Sun Dec 8th through Sat the 14th, 2019 at Vancouver Convention Center
The paper shows that sum-product operation using tensors (equivalent to so-called tensor networks) can be viewed as a generalization of previously used low-rank / factorization techniques and also such techniques as depth convolution. This is quite interesting. The problem is that tensor network approximation/factorization is typically used with fine-tuning, that is when the architecture is really useful (you first do approximation using SVD-type algorithms of pretrained network, and then fine-tune). Here the layer is introduced more formally, and a huge extensive GA search is applied "on top of it", which in my opinion, does not add to the contribution. However, I think the idea is interesting, and the effort spend by the authors is huge and shows that such layers are working, but does not give any hint for larger datasets (other than CIFAR).

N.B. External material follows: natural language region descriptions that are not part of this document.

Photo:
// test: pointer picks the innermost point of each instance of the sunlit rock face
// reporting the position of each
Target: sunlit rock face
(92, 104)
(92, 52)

This paper investigates the class of tensor decompositions in CNNs and demonstrates them with hypergraphical structures. The experimental evaluation is thorough and captures well the comparison of various methods. Overall, the paper is quite easy to follow. The text is clear and the figures help clarify concepts. Appropriate motivations are clearly stated in the introduction of the paper. I believe the paper will lead some perspective on tensor and hypergraph study. However, I have some concerns below. 1. Why not make comparisons of all methods in each figure? 2. What does the black circle mean in each figure？ Minor comments: - In Figures 3 and 5, some symbol markers are not clear. I think the authors should plot them after black circles. - In page 3, line 93, "in a clearn manner" should be "in a clear manner".
There are some major concerns on the paper. 1. The main theoretical results is in Sec. 3.3. However, this part is not well written, the propositions 1-4 are given without any explanations about its content. The final result in Theorem 1 is not very informative. Because it is obvious that if the inner inner indices and filter size are finite, the combinations of different tensor decompositions are finite. 2. In the experiments, especially Fig. 4 on 3D filters, the results are shown without enumerate the case with two inner indices. However, the tensor decompositions are more useful for high-order case, and tensor networks e.g., TT, is powerful for compression of filters. But these methods were not compared. 3. The papers presents a general framework for various CNNs using tensor decomposition, and the results show that standard method has best performance and CP is the Pareto optimal. What do these experiments can demonstrate for? What is the main information the authors try to convey to reader is unclear. 4. The paper is not well organized. A lot of contents are presented for the well known introduction, e.g., CNN, graphical notation of tensor operations, Einconv layer, while the innovation and contribution parts are incredibly short. 5. Experiments are not very convincing, since the authors fail to explain many important parts. For example, how to enumerate many different tensor decompositions? and why the proposed method can achieve good results? Thanks for authors' response. The paper has some interesting contributions about nice connection between some existing models and different tensor decompositions. The method in this paper is just to enumerating all possible decompositions and compare the results by using different decompositions. These results are interest to shown, but this is not a practical solution at all, since we cannot enumerating all possible tensor decompositions when we train a CNN. Therefore, I will still keep evaluation score unchanged.